Generating the model from total lines in input:  20907
Done. Total tokens extracted:  190812


In [47]:
print(f"The average line length is {model.avgLineLength}")


The average line length is 9.1267039747453


You can access directly the tokens and their frequency:

In [48]:
model.tokensFrequence.most_common(5)

[(',', 14890), ('.', 6196), ('the', 4836), ('and', 4499), ('i', 3871)]

And now we generate the different orders lines, two lines each time:

In [49]:
print(model.generate1stOrderLine(2))

how devise swear bless too been is traitors yet themselves
, sight work lord . fertile forth for had in



In [50]:
print(model.generate2ndOrderLine("how", 2))

how is't thou with hast me enchanted my her greatness ,
will is receive her them sorrow wear and thou



In [51]:
print(model.generate3rdOrderLine("how", 2))

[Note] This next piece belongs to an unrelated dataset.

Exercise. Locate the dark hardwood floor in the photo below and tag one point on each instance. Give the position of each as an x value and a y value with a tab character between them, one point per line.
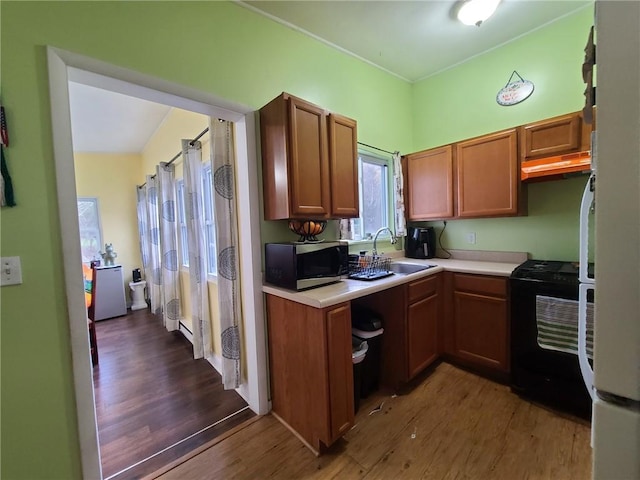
151	394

how is it it out accommodation . weigh'st begone indignation sparingly seest
re-deliver wheat pain winters twenty skyish wave-worn incharitable thanes



In [52]:
print(model.generate4thOrderLine("how", 2))

how satisfied , my lord , what is your tidings ? commencing
whiff daylight stripping entertainer norways unswear antres brakenbury fulsome



Note that now the 3rd and 4th order get more random words and less articles.  
That's all. Feel free to try with different corpus of text.